Bedah Majalah Marketing
Banyak kalangan memperkirakan prospek tahun 2009 bagi dunia bisnis menurun. Bahkan, ada beberapa opini yang mengatakan pada tahun menjadi titik kulminasi dari krisis global yang dimulai dari daratan Amerika itu. Apalagi sudah banyak perusahaan besar merampingkan bisnisnya dengan mem-PHK ribuan karyawannya. Tapi, bagaimana prediksi pada kondisi Indonesia tahun depan?
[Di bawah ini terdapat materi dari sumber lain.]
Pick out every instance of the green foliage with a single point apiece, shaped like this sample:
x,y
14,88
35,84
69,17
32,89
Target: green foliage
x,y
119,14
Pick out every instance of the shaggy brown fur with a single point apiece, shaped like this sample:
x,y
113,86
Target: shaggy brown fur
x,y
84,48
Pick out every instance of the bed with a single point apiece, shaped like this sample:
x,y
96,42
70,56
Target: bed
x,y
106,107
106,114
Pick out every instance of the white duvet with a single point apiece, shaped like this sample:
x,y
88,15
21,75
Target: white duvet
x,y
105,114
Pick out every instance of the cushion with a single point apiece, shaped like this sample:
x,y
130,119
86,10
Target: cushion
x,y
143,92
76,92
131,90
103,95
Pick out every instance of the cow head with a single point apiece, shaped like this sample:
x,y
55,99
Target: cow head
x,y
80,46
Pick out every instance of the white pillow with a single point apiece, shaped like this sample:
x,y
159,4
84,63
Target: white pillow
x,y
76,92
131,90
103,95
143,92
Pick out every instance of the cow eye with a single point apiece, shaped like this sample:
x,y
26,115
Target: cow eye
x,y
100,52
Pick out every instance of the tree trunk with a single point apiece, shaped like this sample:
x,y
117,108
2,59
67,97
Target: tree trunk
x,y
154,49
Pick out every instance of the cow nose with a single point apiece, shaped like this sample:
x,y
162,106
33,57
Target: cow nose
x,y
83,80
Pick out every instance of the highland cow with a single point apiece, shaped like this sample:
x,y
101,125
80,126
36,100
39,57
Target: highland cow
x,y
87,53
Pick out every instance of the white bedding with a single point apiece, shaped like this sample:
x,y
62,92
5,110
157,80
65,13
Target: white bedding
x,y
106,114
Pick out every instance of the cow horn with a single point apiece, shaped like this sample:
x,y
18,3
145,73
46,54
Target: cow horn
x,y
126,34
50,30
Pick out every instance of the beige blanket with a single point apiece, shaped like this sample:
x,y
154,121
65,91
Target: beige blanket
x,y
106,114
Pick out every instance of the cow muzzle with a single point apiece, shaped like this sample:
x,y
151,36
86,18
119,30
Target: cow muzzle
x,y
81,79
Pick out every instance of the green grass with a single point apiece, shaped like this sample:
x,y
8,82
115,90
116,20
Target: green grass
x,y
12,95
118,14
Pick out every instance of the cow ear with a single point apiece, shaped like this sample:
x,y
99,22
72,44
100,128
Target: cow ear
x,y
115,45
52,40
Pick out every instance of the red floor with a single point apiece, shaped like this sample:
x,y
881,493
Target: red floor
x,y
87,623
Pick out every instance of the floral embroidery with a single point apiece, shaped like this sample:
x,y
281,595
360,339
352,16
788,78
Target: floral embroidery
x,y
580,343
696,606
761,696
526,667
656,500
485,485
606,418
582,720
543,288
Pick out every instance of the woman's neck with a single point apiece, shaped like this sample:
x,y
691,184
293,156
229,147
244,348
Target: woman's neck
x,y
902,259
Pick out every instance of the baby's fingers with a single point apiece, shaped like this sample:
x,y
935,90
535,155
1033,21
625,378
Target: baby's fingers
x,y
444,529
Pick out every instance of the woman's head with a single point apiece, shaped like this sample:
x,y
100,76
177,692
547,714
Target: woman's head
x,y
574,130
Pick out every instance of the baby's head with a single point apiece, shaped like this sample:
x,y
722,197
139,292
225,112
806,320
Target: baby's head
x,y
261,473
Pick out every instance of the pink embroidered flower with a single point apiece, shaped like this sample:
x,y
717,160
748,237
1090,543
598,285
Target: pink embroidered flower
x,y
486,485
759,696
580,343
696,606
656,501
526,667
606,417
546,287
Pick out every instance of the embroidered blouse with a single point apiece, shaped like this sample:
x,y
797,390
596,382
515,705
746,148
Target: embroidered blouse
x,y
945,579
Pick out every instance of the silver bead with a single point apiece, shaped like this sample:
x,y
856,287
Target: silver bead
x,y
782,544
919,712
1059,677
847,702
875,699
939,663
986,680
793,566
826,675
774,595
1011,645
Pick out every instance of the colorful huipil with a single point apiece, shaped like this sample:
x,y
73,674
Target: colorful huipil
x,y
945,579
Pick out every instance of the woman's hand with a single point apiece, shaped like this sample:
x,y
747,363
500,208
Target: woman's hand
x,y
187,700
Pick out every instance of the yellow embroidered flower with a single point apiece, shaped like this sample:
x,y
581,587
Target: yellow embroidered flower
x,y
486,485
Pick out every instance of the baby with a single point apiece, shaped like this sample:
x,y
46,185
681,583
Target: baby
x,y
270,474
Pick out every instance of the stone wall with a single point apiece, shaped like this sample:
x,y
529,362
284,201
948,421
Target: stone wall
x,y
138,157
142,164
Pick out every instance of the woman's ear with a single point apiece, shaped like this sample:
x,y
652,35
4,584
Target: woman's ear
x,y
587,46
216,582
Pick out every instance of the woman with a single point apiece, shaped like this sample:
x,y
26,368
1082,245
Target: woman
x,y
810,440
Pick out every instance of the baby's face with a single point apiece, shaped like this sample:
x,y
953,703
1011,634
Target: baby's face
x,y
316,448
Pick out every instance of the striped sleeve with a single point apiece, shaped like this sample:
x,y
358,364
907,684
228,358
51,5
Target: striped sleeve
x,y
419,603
Pada edisi Desember 2008, Majalah Marketing mencoba mengupas prediksi dari berbagai sektor industri. A. Tony Prasetiantono, salah satu narasumber majalah ini, mengatakan bahwa kondisi sekarang ini belum sampai membuat damage confidence. Baginya, yang terlihat adalah penurunan nilai mata uang asing dan naiknya suku bunga bank. Sektor konsumsi domestik akan menopang pertumbuhan ekonomi nasional tahun depan. Kendati kegiatan ekspor melambat akibat turunnya permintaan dari luar negeri. Tony tetap optimistis pada kondisi tahun depan karena tidak akan ada hal-hal yang menganggu kecepatan ekonomi 2009 selama kondisi politik tetap kondusif.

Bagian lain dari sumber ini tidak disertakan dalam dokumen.